Elora terus memanggil mereka namun mereka terus berjalan ke tengah laut. Tiba-tiba dari arah depan Elora muncul cahaya putih dan sedetik kemudia ia memasuki cahaya putih tersebut.
***
"AYAH! BUNDA…!"
"Hah..hah..hah"
Dengan nafas yang ngos-ngosan Elora terbangun dari pingsanya. Ia hanya melihat atap gazebo dan disambpingnya terdapat Kenza.
"Kenza! Apa yang terjadi? Mana ayah dan bunda!" tanyaynya dengan panik.
"maaf Elora, ayah dan ibumu tidak terselamatkan, dan kamu pingsan karena melihat ibumu yang tertimpa lampu besar dirumahmu" ucapnya dengan sedih, lalu ia memeluk Elora.
"menangislah jika kamu mau" ujarnya kemudian.
Mendengar itu, Elora menangis dengan pilu. Ini semua seperti mimpi bagi Elora. Ia sangat menyesal kemarin menolak saat diajak Kinaya untuk makan dan pergi bersama.

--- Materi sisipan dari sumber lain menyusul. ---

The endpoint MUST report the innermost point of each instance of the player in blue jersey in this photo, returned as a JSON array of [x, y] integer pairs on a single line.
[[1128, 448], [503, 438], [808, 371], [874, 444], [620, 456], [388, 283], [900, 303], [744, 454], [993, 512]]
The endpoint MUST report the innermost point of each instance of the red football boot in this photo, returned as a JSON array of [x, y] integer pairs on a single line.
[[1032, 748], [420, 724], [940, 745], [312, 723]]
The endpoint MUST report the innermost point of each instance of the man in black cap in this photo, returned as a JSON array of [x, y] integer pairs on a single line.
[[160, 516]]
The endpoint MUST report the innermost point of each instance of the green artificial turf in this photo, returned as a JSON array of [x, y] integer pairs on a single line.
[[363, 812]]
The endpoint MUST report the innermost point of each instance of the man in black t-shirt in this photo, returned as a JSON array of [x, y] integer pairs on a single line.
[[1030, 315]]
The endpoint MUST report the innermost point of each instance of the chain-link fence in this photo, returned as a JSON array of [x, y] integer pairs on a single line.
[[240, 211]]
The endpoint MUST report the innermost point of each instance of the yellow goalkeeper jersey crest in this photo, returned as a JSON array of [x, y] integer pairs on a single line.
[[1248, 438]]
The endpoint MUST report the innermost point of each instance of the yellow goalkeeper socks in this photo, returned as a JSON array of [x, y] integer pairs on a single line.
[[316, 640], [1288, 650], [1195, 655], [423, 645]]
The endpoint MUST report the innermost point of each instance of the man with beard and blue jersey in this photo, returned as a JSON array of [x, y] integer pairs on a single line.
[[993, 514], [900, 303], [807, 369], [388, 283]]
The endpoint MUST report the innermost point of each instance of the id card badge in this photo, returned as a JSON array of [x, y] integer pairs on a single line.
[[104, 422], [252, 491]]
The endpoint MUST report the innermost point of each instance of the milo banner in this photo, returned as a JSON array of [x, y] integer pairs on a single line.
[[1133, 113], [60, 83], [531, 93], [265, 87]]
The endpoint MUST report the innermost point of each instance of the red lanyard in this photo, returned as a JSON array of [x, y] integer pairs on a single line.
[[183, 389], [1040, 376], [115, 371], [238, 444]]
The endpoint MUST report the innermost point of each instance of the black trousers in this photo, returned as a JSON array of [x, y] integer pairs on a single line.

"Hwaaa…. Kenza ini salahku!" ucap Elora di sela-sela tangisanya.
"Tidak Elora, ini semua bukan salahmu."
Elora kembali mengingat ucapan ibu dan ayahnya di mimpinya tadi bahwa ini semua bukan salahnya. Mengingat itu ia semakin menangis dan akhirnya pingsan kembali.
Kenza yang melihat keadaan Elora yang hancur ikut meneteskan air mata.
"Sebenarnya ini bukan salahmu Elora. Tapi jiwamu," gumamnya.
***
Di ruang kerja yang minim pencahayaan, disitulah terdapat seorang pria yang sedang menerima telepon.
"Halo" ujarnya, menyapa seseorang di sebrang sana.
Ia mendengarkan ucapan seseorang yang ada di telponya dengan seksama.
"Apa? Mereka sudah tewas dua-duanya?"
Arga-sosok yang menerima telpon tersebut sangat terkejut, misi yang ditolak anaknya kemarin sekarang telah berhasil tanpa mengotori tanganya sendiri.
"Baguslah kalau begitu, tanpa mengotori tanganku, mereka sudah tewas dengan sendirinya hahahah."
Arga sangat puas dengan apa yang di dengarnya. Sebenarnya misi yang ia berikan ke Brian adalah membunuh Kinaya dan Vandigo.
***
Sedangkan di sisi lain, Brian sedang menuju ke perusahan rekan bisnisnya karena mengadakan meeting, ia melihat kebulan asap yang sangat hebat. Dengan penasaran ia menuju lokasi asap tersebut. Di dalam hati kecilnya ia penasaran rumah siapa yang terbakar.
"Itu asapnya seperti di sekitar perumahan milik Elora"
Brian menancap gas mobilnya menuju lokasi asap dan benar dugaanya, asap tersebut berasal dari rumah Elora. Ia segera memasukan mobil ke halaman rumah yang hangus dan roboh itu.
Dengan panik ia melangkahkan kaki mendekat ke rumah yang sudah gosong tersebut,
"Elora!" panggilnya.
"…" Tidak ada sahutan dari pemilik nama tersebut.
***
Kenza kebingungan karena Elora yang belum sadar juga, sekarang sudah malam, jam menunjukkan pukul 18.00 namun Elora belum sadar, padahal sudah diberi bau-bauan yang bisa membuat siuman.
Tidak ada cara lain selain membopongnya.
"Elora!"
Samar-samar ia mendengar suara yang mirip dengan dosen di kampus kemarin. Ia langsung turun dari gazebo dan menghampiri sumber suara tersebut.
"Pak di sini!" ucapnya ketika melihat Brian celingak-celinguk mencari Elora.
"Loh Kenza. Dimana Elora."
"Dia pingsan dari siang pak, sekarang dia di gazebo."
Brian dan Kenza segera berlari menuju gazebo , ia melihat wajah sedih Elora yang pingsan, terdapat bekas air mata yang sudah mongering di wajahnya.
"Kalau bapak tidak keberatan, bisakah antar ke kos saya?" tanya Kenza dengan sopan.
"Iya. Ayo."
Brian mulai menggendong Elora menuju ke dalam mobil dan mereka bertiga menuju kos Kenza.
Brian melihat jam tangan yang menunjukkan pukul 18.30. kurang 30 menit lagi dirinya ada rapat penting, namun ia tidak bisa meninggalkan Elora sendirian. Ia dipenuhi oleh kebimbangan. Namun akhirnya ia tetap mengutamakan Elora.